Perbaikan Kebijakan Tata Niaga Timah, Indonesia Bisa Jadi Global Price Setter

fin.co.id - 18/05/2025, 19:38 WIB

Perbaikan Kebijakan Tata Niaga Timah, Indonesia Bisa Jadi Global Price Setter

fin.co.id - Komisi VI Dewan Perwakilan Rakyat (DPR) RI menyatakan dukungan penuh terhadap langkah perbaikan tata niaga timah, sehingga mampu mendorong Indonesia mengambil peran lebih besar dalam mengendalikan harga timah global.

Dalam rapat dengar pendapat (RDP) bersama PT Timah Tbk dan Holding Industri Pertambangan Indonesia MIND ID, DPR mendorong pembentukan aliansi pengatur harga bersama negara produsen utama timah lainnya.

Secara global, di samping China dan Peru, Indonesia termasuk dalam 3 negara menjadi produsen terbesar komoditas Timah. Oleh karenanya, Indonesia mampu menjadi salah satu global price setter untuk komoditas timah.

Pengaruh Indonesia sangat terlihat pada periode 2024. Produksi timah Indonesia yang menurun dari 65.000 ton pada 2023 menjadi 45.000 ton pada 2024, ikut berkontribusi pada kenaikan harga Timah dunia dari harga rata-rata $26.583/ton pada tahun 2023 menjadi harga rata-rata $31.164/ ton pada tahun 2024.

Ketua Komisi VI DPR RI Anggia Erma Rini menyampaikan Indonesia adalah salah satu pemilik cadangan dan produsen timah terbesar dunia, namun belum memiliki kendali yang cukup terhadap mekanisme penentuan harga pasar internasional.

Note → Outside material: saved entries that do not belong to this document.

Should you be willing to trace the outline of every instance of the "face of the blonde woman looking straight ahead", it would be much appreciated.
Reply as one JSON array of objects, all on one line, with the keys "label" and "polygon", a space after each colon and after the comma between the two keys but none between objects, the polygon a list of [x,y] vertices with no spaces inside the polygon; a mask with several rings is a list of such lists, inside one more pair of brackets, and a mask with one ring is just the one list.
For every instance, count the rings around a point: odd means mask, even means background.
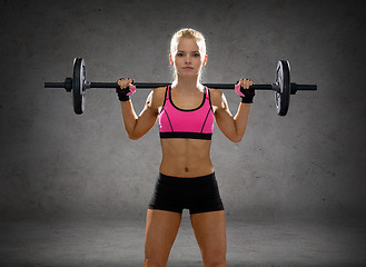
[{"label": "face of the blonde woman looking straight ahead", "polygon": [[177,76],[198,77],[207,62],[207,55],[199,50],[196,39],[180,38],[177,51],[169,55],[169,61],[175,67]]}]

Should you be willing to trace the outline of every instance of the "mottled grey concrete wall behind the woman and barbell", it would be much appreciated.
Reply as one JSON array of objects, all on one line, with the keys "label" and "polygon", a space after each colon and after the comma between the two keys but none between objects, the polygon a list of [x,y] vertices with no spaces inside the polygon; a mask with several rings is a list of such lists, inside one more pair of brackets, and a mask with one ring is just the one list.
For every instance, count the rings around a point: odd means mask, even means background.
[{"label": "mottled grey concrete wall behind the woman and barbell", "polygon": [[[273,82],[291,63],[286,117],[257,92],[240,144],[216,127],[211,157],[228,217],[350,218],[366,211],[364,1],[11,1],[0,3],[2,218],[145,214],[158,175],[158,128],[128,139],[113,90],[90,90],[82,116],[44,81],[71,76],[170,81],[171,34],[207,38],[206,82]],[[133,96],[137,112],[148,91]],[[233,112],[239,103],[226,92]]]}]

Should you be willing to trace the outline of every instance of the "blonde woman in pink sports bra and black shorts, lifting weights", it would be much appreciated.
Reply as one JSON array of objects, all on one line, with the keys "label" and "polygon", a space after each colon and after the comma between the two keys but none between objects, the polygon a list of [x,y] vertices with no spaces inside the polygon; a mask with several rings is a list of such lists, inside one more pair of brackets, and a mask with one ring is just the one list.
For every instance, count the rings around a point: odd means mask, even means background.
[{"label": "blonde woman in pink sports bra and black shorts, lifting weights", "polygon": [[229,140],[241,140],[255,95],[248,89],[253,81],[238,81],[236,92],[243,100],[233,117],[224,93],[199,81],[201,68],[207,63],[200,32],[192,29],[176,32],[169,61],[175,81],[167,88],[154,89],[139,116],[129,99],[135,92],[132,79],[118,80],[117,92],[129,138],[139,139],[159,119],[162,160],[147,211],[144,266],[167,265],[184,208],[190,211],[205,266],[227,266],[225,212],[210,161],[211,134],[216,120]]}]

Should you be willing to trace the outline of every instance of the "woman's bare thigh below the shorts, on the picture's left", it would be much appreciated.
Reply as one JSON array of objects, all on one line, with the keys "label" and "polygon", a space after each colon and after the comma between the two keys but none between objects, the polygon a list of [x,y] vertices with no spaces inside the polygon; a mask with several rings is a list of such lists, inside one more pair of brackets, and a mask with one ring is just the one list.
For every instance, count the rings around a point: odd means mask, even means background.
[{"label": "woman's bare thigh below the shorts, on the picture's left", "polygon": [[170,249],[178,234],[181,214],[148,209],[144,267],[167,266]]}]

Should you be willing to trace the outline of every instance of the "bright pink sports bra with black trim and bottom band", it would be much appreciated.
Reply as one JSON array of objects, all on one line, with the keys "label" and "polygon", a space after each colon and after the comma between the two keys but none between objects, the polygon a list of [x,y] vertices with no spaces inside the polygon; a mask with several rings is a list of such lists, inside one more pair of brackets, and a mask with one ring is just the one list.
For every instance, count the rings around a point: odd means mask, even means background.
[{"label": "bright pink sports bra with black trim and bottom band", "polygon": [[205,87],[204,99],[198,108],[180,109],[174,105],[168,86],[159,115],[159,131],[160,138],[211,140],[214,111],[208,88]]}]

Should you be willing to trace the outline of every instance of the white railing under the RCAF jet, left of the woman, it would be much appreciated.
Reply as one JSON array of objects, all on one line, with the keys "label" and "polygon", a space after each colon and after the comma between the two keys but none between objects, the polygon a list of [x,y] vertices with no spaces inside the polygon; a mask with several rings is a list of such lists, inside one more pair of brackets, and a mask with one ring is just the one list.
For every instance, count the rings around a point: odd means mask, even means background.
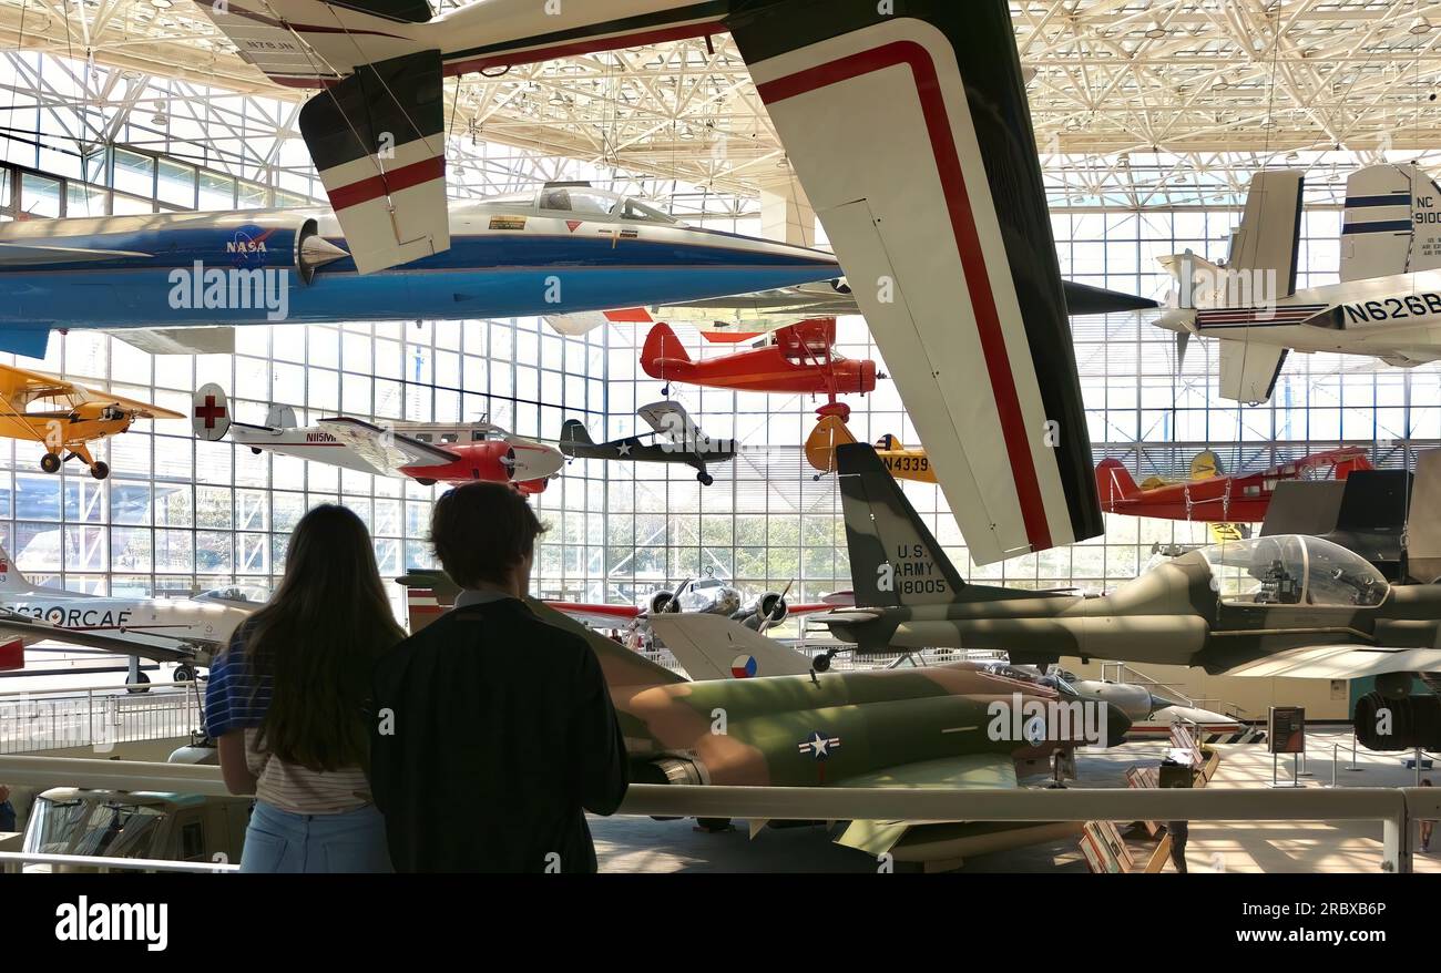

Dia menilai bahwa kondisi tersebut menjadi sinyal penting bahwa tata kelola dan tata niaga timah harus segera direformasi, termasuk dalam hal penetapan harga.

Menurutnya, PT Timah Tbk bersama Holding Industri Pertambangan Indonesia MIND ID harus menjadi salah satu aktor yang berada di garda terdepan dalam perbaikan tata kelola sehingga mampu mendorong Indonesia mengambil peran lebih besar dalam mengendalikan harga timah global.

“Kita ini pemilik cadangan utama dunia, tapi tidak punya kuasa harga. Dunia sangat bergantung pada kita, tapi kita bukan price setter. Ini harus diubah. Kita ingin Indonesia tidak hanya jadi penyedia bahan baku, tapi juga jadi penentu harga global,” tegas Anggia.

Anggota Komisi VI DPR RI Rieke Dyah Pitaloka berpendapat ketergantungan Indonesia pada bursa timah dunia menjadi salah satu aspek tata niaga yang perlu diperbaiki. Pasalnya, pada bursa timah dunia Indonesia tak memiliki posisi strategis untuk menentukan harga.

“Bursa timah justru tidak memberi keuntungan maksimal bagi PT Timah. Kita perlu mengevaluasi ulang kebijakan itu agar Indonesia bisa menentukan nilai tambah dari sumber daya alamnya sendiri,” jelas Rieke.

Lebih lanjut, Anggota Komisi VI DPR RI Herman Haeron menambahkan hilirisasi terintegrasi hingga sektor industri manufaktur Indonesia merupakan aspek yang perlu diperkuat.

Indonesia harus mampu memastikan produksi timah dapat terserap lebih baik oleh pasar dalam negeri, sehingga membantu menstabilkan harga di pasar global.

Herman juga menilai, kemitraan internasional dalam Langkah ini juga perlu dilakukan.

“Kita harus berpikir global. Kalau perlu, PT Timah harus bangun kemitraan strategis dengan perusahaan-perusahaan besar di Cina atau Korea Selatan yang menggunakan timah untuk industri elektronik. Itu cara memperkuat posisi tawar kita,” kata Herman.